As described above, in the semiconductor device 100 according to the present embodiment, in order to improve the problem of skew due to the deletion of the ground terminal row arranged on the outermost peripheral side of the multilayer wiring board conventionally used as a shield. , Provided along the reception signal line RXN of the differential transmission signal line electrically connected to the second signal terminal 503 adjacent to the first signal terminal 501 arranged on the outermost peripheral side of the multilayer wiring board 101. A notch is provided in the ground pattern.

In the region A shown in FIG. 4A, the ground pattern provided along the received signal line RXN (RXN ₁ , RXN ₂ ) of the differential transmission signal line electrically connected to the second signal terminal 503 is notched. Has a part. Referring to FIG. 4B, a cutout portion 401a is provided in the ground pattern provided along the reception signal line RXN ₁ of one of the differential transmission signal lines. Similarly, a cutout portion 401b is provided in the ground pattern provided along the reception signal line RXN ₂ of the other differential transmission signal line. The size of the cutout portions 401a and 401b in the ground pattern is preferably 100 μm to 200 μm.

As described above, in the semiconductor device 100 according to the present embodiment, the differential is provided on the second wiring layer of the multilayer wiring board 101 and is drawn out to the outer peripheral side of the layer wiring board 101 provided on the first wiring layer. Of the ground patterns provided along the reception signal line pairs RXP and RXN of the transmission signal line, the reception signal line RXN connected to the second signal terminal 503 adjacent to the ground terminal 505 is formed. A notch 401 is provided in a part of the ground pattern. The second signal adjacent to the ground terminal 505 by removing a part of the ground pattern formed along the received signal line RXN connected to the second signal terminal 503 adjacent to the ground terminal 505. The effective inductance of the signal transmitted through the received signal line RXN connected to the terminal 503, and the reception connected to the first signal terminal 501 located on the outermost peripheral side of the multilayer wiring board 101, which is not provided with the adjacent ground terminal. It is possible to make the effective inductance of the signal transmitted through the signal line RXP as close as possible. Therefore, the impedance and propagation delay of the signal transmitted through the received signal line RXN connected to the second signal terminal 503 are brought closer to the impedance and propagation delay of the signal transmitted through the received signal line RXP connected to the first signal terminal 501. This can improve skew and reduce crosstalk. Therefore, the semiconductor device 100 according to the present embodiment can improve the skew and can be miniaturized without deteriorating the differential transmission characteristics.

<Embodiment 2>
The semiconductor device according to the second embodiment of the present invention will be described with reference to FIGS. 6A to 6C and FIG. 7.

The semiconductor device 200 according to the second embodiment of the present invention is provided on the second wiring layer of the multilayer wiring board, and is a pair of signal lines drawn out to the outer peripheral side of the multilayer wiring board provided on the first wiring layer.

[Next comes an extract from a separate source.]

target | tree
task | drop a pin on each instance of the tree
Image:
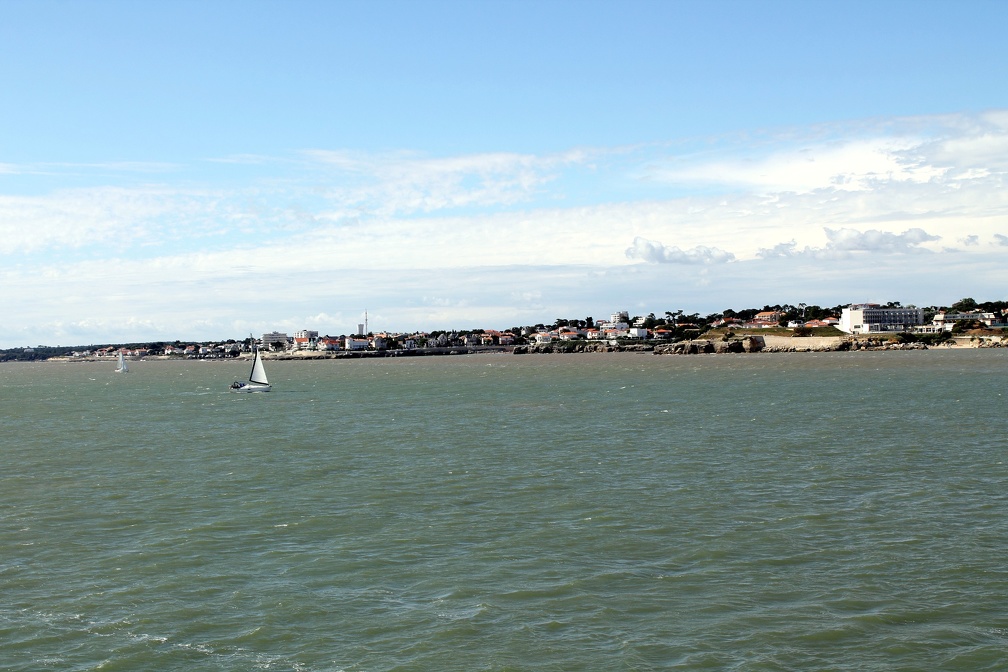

Of the ground patterns provided along the above, instead of providing a notch in a part of the ground pattern provided along the second signal line connected to the signal terminal adjacent to the ground terminal, a multilayer is provided. The length of the second signal line of the pair of signal lines drawn out to the outer peripheral side of the wiring board is connected to the signal terminal located on the outermost peripheral side of the multilayer wiring board, which is not provided with the adjacent ground terminal. It is the same as the semiconductor device 100 according to the first embodiment of the present invention, except that it is designed to be longer than the length of the first signal line.

The layout of the pair of signal lines in the semiconductor device 200 of the present invention will be specifically described with reference to FIGS. 6A to 6C and FIG. In FIGS. 6A to 6C and 7, the same reference numbers are given to the same or similar components as the semiconductor device 100 according to the first embodiment of the present invention described above. Further, with respect to the semiconductor device 200 according to the present embodiment, the same or similar components as the semiconductor device 100 according to the first embodiment of the present invention may be omitted.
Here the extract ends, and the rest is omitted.